Isn't spreading hatred a sin? It is. But how many of the sins you admit in Confession are, or should be, crimes under civil law? Western democracies happily tolerate greed speech, lust speech, envy speech, sloth speech, pride speech -- in fact, it's a rare specimen of advertising, entertainment, or political oratory that doesn't urge us to embrace one deadly sin or another. Why should "hate speech" be singled out for banishment?
One obvious reason is that civil peace requires a minimum level of mutual toleration, and by definition hatred is intolerant. But all democracies have laws against "incitement to riot" -- public encouragement to break the laws already in place. So it's not persons or property that are defended by laws prohibiting hate speech. What is?
Laws against hate speech protect and fortify the ideological worldview of those who enforce them -- and here I don't mean cops, but the politicians, the law profs, the prosecutors, the judges, and (most importantly) the media elites who beam the spotlight of their antagonism on some groups they find noxious while giving others a pass. What makes hate speech a crime is not what the perp actually does or intends to do, but what the victim claims to feel -- and, de facto, only certain groups are accredited as victim groups. If your target doesn't qualify as an approved victim, it doesn't matter how much heat is in your hatred; if it does qualify, the good will that motivates your discourse is equally beside the point. Do we trust Harvard Law School, CNN, and the Cook County Democratic Committee to decide what speech is hate speech and what isn't?
Earlier I linked a photo from the March for Women's Lives showing a gal holding a sign that reads Euthanize Christians. Sure smells like hatred to me. On the other hand, it's pretty much par for the course among pro-aborts and only slightly more edgy than the discourse common in Gender Studies departments and the journalism of "alternative" weeklies. Dawn Eden's example of the Planned Parenthood snuff cartoon belongs in the same category. Has any law prof or prestige-media editor suggested this verges on the criminal? Even those whom it targets have largely become inured to the venom. Sure they hate us, so what's new?
If the tables were turned, and the material splashed in public read "Euthanize [insert accredited victim group here]" -- we can imagine all too clearly the consequent outrage, and if that outrage were equipped with the power to punish with criminal sanctions, it would not be slow to use it. But within the last five years we've seen the "hatred threshold" ratcheted-down dramatically. It's no longer a matter of spray-painting tombstones or shattering windows -- public reading of the Book of Leviticus can count as hatred. Remember, what matters is what the victim wants to matter. The Episcopal Bishops of Massachusetts linked hate crimes to a notice from the CDW on admission to Holy Orders. If our prisons become (even in part) re-education camps on the Chinese model, do we want to give these guys the power of the keys?

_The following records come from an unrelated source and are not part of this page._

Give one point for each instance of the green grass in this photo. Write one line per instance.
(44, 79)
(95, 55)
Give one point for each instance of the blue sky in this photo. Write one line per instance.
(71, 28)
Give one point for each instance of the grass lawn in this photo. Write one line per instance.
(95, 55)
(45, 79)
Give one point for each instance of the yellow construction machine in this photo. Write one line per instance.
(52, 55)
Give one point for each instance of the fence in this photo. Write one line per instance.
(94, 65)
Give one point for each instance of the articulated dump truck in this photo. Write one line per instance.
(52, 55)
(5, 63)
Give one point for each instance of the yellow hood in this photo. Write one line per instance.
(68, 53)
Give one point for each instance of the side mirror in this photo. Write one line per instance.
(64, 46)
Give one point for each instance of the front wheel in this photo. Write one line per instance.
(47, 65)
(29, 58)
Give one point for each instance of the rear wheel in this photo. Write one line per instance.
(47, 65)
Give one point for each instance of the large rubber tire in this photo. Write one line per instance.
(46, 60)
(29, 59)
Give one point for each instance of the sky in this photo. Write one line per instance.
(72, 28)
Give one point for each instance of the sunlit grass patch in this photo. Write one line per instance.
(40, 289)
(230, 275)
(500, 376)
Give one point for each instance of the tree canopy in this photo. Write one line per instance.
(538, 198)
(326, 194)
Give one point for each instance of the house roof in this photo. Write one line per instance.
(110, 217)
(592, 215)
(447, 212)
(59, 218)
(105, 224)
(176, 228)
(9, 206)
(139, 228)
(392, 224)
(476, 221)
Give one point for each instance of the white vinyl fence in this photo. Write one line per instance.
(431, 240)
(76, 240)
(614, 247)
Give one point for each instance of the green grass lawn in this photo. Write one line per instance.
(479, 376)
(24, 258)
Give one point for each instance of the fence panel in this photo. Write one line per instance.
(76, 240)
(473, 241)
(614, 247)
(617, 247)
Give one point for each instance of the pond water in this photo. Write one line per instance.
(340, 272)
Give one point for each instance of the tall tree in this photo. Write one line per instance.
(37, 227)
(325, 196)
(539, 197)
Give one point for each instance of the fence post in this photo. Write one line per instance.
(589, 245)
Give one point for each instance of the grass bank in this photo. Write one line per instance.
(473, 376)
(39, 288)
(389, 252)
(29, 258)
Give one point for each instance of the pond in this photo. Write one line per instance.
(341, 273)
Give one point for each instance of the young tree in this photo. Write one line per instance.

For Christians, hate speech laws are a lose-lose proposition. We have excellent reason to doubt the elites will accord us victim status, and excellent reason to believe the same elites will find crimes in our ordinary evangelical discourse. I admit I don't like it when some red-fanged imam gloats over the torment awaiting the infidels, but it's a price we should be willing to pay for the liberty to speak the truth ourselves. "Blessed are you when men hate you," Jesus said. He commanded us to pray for those who wish us ill, but did not tell us to gag them.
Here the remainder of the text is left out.